Pourtant, il y a bel et bien eu des cadavres qui n'ont pas été
transportés à l'IML. J'en prends pour seul exemple
les cadavres de ces Algériens morts dans l'enceinte du
palais des Sports placé sous la garde de la gendarmerie
mobile. Qu'en a-t-on fait? Quel service les a fait disparaître
? Ces questions restent posées.
Dans le rapport Mandelkern, on ne trouve nulle trace de certains
faits. Par exemple de ce qui s'est produit dans la cour de la
préfecture de Police dans la nuit du 17 au 18 octobre
1961. Selon plusieurs sources policières de l'époque,
plusieurs dizaines d'Algériens, une cinquantaine, y ont
été tués. Il aurait été évidemment
surprenant qu'il en soit question dans les archives de la préfecture
de Maurice Papon. Mais comment peut-on prétendre ensuite
tirer des conclusions à partir de ces seules archives
et se permettre de mettre en cause d'autres recherches ?
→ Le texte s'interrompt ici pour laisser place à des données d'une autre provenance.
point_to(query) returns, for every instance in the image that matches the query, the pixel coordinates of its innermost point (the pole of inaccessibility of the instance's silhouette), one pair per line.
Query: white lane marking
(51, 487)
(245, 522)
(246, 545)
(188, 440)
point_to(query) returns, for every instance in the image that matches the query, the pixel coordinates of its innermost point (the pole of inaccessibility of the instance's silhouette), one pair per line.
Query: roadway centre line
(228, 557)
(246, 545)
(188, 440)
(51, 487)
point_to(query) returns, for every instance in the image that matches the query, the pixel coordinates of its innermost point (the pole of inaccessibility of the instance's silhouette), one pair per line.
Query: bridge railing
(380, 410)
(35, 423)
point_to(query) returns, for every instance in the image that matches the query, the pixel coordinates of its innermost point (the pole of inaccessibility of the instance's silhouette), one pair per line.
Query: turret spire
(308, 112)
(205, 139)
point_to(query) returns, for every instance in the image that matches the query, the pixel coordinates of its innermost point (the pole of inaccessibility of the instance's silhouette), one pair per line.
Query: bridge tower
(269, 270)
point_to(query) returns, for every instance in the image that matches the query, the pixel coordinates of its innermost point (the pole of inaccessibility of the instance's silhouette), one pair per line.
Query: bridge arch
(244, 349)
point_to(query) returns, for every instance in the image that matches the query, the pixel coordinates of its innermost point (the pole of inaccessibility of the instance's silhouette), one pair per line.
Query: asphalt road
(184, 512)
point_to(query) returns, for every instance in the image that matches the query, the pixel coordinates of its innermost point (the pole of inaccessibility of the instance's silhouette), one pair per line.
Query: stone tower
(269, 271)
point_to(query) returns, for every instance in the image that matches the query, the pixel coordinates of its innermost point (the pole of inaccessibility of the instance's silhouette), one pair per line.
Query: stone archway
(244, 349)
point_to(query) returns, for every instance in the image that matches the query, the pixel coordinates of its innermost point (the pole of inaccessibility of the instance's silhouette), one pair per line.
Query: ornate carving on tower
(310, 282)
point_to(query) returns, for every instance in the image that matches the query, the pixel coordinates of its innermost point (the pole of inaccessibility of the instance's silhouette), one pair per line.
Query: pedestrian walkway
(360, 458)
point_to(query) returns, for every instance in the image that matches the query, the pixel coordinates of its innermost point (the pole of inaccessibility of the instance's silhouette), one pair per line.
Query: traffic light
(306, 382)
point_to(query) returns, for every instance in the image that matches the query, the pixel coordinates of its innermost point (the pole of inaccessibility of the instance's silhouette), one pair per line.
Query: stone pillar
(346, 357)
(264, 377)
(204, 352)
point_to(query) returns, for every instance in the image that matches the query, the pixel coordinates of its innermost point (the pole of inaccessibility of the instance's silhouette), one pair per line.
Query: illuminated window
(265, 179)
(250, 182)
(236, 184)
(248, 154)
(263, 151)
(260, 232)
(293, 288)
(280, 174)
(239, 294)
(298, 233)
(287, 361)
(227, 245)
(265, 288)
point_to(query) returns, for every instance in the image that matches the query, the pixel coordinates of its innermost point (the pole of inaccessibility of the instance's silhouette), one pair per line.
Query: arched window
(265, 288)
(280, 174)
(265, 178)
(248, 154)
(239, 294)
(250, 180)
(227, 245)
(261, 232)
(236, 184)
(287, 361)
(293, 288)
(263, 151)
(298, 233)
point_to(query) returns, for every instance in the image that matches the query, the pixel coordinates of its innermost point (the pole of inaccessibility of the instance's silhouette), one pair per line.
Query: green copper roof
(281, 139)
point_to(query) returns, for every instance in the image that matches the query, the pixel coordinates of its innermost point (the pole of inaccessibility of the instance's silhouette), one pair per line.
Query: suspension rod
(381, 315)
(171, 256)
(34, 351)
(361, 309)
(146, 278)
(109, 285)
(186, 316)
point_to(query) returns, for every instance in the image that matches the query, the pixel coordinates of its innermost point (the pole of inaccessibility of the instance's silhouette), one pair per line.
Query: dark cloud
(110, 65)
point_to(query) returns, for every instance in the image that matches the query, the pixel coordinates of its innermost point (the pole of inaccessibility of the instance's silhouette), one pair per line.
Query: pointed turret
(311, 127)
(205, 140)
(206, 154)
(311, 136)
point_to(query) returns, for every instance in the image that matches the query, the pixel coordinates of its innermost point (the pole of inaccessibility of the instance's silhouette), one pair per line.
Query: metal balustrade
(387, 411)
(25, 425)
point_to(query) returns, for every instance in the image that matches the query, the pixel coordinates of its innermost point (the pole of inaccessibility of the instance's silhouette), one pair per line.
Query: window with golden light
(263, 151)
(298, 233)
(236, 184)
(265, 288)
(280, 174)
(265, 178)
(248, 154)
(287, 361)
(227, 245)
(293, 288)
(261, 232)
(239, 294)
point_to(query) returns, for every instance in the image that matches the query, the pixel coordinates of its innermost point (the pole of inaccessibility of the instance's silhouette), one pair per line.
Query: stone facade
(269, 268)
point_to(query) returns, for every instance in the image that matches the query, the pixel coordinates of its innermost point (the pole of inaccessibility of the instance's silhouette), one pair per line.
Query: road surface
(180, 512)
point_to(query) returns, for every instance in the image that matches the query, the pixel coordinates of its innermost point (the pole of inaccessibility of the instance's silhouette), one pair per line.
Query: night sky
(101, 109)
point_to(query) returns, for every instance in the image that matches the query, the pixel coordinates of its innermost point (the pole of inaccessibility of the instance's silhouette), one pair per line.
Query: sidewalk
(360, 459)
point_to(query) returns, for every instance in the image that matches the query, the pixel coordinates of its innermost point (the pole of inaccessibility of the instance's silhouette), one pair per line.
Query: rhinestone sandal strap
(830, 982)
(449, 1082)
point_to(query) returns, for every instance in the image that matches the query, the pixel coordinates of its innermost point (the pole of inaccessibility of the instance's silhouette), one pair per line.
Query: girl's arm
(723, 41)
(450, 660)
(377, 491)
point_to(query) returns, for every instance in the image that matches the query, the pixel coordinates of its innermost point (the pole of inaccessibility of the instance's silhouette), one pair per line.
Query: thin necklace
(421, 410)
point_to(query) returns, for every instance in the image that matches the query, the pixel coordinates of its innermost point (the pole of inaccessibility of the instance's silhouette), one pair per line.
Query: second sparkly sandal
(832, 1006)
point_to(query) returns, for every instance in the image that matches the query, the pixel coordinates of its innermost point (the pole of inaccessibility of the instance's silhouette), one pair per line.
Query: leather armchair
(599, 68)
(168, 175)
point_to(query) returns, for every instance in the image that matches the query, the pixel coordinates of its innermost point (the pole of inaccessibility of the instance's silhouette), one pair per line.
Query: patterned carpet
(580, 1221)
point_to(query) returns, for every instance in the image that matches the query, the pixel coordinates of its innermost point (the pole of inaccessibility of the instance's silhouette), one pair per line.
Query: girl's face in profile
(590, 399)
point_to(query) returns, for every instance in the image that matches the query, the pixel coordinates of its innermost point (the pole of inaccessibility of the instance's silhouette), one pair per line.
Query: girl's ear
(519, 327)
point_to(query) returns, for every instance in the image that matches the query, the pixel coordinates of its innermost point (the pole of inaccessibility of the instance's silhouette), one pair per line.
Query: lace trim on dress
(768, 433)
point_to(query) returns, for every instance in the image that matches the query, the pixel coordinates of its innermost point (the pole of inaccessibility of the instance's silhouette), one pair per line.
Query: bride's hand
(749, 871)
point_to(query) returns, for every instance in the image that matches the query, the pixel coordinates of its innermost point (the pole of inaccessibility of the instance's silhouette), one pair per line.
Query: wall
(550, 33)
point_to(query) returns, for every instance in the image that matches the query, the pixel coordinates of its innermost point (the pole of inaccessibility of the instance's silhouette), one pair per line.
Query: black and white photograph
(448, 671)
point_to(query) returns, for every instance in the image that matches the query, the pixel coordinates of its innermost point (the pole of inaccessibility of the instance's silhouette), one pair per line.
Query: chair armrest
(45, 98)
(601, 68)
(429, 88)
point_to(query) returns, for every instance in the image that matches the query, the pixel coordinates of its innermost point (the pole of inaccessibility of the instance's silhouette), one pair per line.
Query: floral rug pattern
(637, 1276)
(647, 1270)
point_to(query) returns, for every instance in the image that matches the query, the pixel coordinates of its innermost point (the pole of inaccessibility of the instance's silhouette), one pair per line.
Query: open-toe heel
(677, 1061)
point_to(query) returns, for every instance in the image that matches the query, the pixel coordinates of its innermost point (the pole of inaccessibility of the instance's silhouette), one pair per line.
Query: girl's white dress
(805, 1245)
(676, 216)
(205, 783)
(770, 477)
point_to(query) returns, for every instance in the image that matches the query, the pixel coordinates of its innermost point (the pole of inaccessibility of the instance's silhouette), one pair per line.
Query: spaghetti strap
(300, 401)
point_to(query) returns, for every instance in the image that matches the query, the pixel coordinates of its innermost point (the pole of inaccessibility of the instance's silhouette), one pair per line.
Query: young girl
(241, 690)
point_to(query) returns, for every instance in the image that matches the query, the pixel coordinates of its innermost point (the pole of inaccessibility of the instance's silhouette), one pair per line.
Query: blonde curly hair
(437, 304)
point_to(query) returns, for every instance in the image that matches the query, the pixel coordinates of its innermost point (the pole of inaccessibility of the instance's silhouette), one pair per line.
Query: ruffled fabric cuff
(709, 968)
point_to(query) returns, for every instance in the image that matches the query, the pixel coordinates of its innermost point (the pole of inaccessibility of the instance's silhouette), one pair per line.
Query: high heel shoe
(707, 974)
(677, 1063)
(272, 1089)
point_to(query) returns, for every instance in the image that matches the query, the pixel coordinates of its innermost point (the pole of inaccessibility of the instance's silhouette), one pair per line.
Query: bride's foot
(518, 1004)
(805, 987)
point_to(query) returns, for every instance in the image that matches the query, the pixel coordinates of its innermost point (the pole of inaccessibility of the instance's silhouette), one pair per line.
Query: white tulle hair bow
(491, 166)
Constantin Melnik qui, en 1961, était chargé des
affaires de police et de renseignement au cabinet du Premier
ministre, Michel Debré, a témoigné à
plusieurs reprises, depuis 1991, que, sur la base des renseignements
qui lui parvenaient alors, il était parvenu à
une évaluation du nombre de victimes comprise entre cent
cinquante et trois cents. Je constate que ce témoignage
converge avec le bilan établi par les anciens ennemis
de M. Melnik, la Fédération de France du FLN,
qui faisaient état d'un nombre de victimes se situant
entre deux cents et trois cents morts.
Si, après des travaux menés librement par des
chercheurs indépendants, ayant accès à
toutes les sources, il apparaissait que je me suis trompé
et si, comme le prétend Dieudonné Mandelkern,
le bilan de cette répression se révélait
beaucoup moins important que ce que j'ai pu écrire et
lire, c'est volontiers que je le reconnaîtrais. Mais,
pour le moment, je persiste et signe. En octobre 1961, il y
eut à Paris un massacre perpétré par des
forces de police agissant sous les ordres de Maurice Papon.